Crispy Brown Butter Sweet Potato Gnocchi with Balsamic Caramelized Mushrooms + Goat Cheese



Dave and I have a Valentine's Day tradition of staying in and making some sort of pasta, rather than going out and fighting the "romantic" crowds at area restaurants. This year we prepared this gnocchi recipe together and enjoyed it with this Apple Fennel Salad as an appetizer.

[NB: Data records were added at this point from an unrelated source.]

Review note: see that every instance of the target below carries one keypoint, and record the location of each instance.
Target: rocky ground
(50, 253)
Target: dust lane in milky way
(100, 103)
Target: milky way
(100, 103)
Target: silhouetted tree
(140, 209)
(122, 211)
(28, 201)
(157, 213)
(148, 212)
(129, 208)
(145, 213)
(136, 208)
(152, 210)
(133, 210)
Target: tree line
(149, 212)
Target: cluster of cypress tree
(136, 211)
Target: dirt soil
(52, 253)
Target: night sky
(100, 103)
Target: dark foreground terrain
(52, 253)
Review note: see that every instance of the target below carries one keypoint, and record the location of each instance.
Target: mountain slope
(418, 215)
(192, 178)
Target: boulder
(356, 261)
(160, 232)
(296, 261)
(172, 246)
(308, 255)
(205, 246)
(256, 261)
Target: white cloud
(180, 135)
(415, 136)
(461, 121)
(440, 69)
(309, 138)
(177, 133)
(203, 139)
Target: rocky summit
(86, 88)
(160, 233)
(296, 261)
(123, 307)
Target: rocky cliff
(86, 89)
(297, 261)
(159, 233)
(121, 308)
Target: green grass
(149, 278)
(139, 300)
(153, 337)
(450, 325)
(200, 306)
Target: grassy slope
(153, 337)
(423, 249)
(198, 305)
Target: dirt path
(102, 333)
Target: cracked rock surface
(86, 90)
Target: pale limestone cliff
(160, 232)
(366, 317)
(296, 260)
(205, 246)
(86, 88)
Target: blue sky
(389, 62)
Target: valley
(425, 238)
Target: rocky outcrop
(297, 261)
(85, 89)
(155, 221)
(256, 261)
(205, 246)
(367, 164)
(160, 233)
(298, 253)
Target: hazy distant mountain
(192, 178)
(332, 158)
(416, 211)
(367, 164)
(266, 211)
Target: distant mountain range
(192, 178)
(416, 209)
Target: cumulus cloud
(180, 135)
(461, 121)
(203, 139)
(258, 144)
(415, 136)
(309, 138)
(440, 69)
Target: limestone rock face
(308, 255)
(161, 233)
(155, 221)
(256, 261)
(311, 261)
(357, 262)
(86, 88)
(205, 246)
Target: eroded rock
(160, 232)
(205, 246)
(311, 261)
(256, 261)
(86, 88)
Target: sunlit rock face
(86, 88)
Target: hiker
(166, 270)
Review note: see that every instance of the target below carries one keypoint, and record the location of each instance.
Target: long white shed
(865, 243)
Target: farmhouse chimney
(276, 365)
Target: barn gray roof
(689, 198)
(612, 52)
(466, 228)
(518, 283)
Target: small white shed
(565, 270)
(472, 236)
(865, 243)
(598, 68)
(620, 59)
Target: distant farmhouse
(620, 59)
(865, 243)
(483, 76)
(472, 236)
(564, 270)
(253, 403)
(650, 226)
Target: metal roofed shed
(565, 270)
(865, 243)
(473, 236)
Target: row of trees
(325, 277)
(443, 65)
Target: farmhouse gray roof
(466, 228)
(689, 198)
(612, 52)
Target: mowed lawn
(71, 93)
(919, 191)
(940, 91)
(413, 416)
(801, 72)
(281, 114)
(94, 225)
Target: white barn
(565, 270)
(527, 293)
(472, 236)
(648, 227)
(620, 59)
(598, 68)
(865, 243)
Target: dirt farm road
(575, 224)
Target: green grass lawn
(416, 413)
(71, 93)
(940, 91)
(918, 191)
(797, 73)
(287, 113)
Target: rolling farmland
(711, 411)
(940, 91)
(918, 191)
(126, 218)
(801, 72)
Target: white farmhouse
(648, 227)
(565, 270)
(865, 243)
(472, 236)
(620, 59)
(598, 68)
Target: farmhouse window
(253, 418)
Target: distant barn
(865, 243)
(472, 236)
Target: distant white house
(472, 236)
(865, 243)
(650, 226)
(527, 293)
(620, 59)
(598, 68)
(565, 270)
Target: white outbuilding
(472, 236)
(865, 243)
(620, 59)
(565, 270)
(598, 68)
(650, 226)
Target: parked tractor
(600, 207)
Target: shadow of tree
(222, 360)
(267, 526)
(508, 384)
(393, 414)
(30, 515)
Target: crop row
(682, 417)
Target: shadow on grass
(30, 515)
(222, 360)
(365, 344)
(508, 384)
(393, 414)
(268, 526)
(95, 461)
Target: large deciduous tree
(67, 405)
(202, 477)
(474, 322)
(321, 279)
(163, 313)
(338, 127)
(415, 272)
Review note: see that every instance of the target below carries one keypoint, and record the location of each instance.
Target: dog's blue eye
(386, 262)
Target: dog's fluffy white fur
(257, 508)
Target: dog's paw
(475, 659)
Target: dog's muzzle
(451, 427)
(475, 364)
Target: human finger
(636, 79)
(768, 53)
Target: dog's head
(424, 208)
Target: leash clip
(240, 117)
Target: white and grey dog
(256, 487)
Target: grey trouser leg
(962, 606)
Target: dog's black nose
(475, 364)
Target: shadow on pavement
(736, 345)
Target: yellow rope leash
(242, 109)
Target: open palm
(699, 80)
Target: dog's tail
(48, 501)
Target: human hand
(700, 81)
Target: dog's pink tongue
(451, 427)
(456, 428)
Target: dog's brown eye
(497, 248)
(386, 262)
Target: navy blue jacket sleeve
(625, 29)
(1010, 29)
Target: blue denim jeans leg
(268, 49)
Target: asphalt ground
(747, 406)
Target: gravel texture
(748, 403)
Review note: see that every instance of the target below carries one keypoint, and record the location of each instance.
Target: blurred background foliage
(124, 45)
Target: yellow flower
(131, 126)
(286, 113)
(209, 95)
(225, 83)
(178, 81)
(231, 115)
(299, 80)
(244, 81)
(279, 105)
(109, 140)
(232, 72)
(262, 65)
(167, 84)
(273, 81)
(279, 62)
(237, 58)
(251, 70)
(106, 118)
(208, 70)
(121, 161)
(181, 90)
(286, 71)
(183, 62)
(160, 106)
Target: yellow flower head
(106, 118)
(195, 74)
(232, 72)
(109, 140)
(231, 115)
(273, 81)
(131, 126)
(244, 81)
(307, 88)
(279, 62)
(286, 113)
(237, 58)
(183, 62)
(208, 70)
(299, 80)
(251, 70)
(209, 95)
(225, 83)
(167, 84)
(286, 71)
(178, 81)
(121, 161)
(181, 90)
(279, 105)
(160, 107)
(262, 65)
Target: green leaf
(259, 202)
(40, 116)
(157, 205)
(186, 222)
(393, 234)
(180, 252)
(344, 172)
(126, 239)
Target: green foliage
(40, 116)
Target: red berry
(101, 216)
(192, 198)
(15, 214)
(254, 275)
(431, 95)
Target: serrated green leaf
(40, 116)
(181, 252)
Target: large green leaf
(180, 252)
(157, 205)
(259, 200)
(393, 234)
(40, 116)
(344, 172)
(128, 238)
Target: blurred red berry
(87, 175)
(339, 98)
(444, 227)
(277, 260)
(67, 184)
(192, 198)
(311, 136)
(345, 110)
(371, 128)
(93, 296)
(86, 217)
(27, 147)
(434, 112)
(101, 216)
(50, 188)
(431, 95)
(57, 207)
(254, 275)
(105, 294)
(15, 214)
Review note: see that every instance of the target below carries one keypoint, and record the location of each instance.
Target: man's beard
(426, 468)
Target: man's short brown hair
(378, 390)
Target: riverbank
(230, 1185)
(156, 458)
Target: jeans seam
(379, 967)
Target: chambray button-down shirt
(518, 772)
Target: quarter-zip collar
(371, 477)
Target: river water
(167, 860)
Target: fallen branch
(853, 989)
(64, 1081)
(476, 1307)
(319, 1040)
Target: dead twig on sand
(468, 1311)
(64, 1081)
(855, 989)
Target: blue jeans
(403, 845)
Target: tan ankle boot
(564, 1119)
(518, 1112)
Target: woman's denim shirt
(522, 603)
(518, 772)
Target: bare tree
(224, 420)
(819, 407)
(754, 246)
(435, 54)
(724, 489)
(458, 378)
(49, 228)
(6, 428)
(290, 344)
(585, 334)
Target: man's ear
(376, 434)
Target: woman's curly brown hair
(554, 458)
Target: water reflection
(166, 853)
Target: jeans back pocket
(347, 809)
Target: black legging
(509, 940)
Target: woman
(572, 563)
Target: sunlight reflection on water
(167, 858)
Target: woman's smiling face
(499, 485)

Recipe from Half Baked Harvest

Ingredients:
-1 cup of mashed sweet potato
-1 cup pureed whole milk ricotta
-2 large eggs
-1 teaspoon kosher salt
-1/4 cup fresh parmesan, grated
-3-4 cups all-purpose flour 
-8 pounds cremini mushrooms, sliced
-6 tablespoons butter
-2 cloves garlic, minced or grated
-2 teaspoons fresh thyme, chopped
-2 teaspoons fresh rosemary, chopped
-1 teaspoon crushed red pepper
-1/4 cup balsamic vinegar
-1/2 teaspoon pepper
-1/4 teaspoon salt
-4 ounces goat cheese, crumbled

Gnocchi
To make the gnocchi. Mix the mashed sweet potato, ricotta, eggs, salt and parmesan together in a large bowl. Add 2 cups of the flour and mix well with your hands. The dough should be very sticky. Add another half cup of flour and mix in. The dough will still be sticky, but you'll be able to shape it into a ball. If you can't form the dough into a large ball, keep adding a little flour at a time until you can get a soft dough that will be rollable.

Spread some flour on a large work surface. Cut the dough ball into four equal pieces. Take one piece and cut it in half. Roll the piece of dough into a snake about 1/2 inch thick, then cut it into pieces about the width of a fork. Repeat this process with the other piece of dough and place the gnocchi on a large plate, cover and set aside. Bring a large pot of salted water to a boil.

Sauce
In a medium skillet over high heat, melt two tablespoons of butter. Add the mushrooms to the skillet in a single layer and let them sizzle until they have caramelized on the bottom, about 2 minutes. When the bottoms are caramelized, toss them once and season with salt and pepper, to taste. Continue to cook without stirring for about 5 minutes. Season once again with salt and pepper.

Add the remaining butter and cook until it begins to brown. Once the butter is browned reduce the heat and add the garlic, thyme and rosemary and cook for about 10 seconds. Add the balsamic vinegar, and simmer until the mushrooms are glazed with the sauce.

Now boil the gnocchi in the large pot until they float. Remove them with a slotted spoon and add them right into the skillet with the mushrooms/sauce. Add the gnocchi to the skillet with the mushrooms/sauce and let them get crisp on one side for a few minutes and then for a few minutes on the other. Remove from the heat and serve topped with crumbled goat cheese.




I know this recipe seems to contain a lot of steps, but after you make the first few gnocchi you'll get the hang of it. Dave ended up liking this recipe a lot, it reminded him of a dish from one of our favorite local restaurants and he couldn't get enough gnocchi.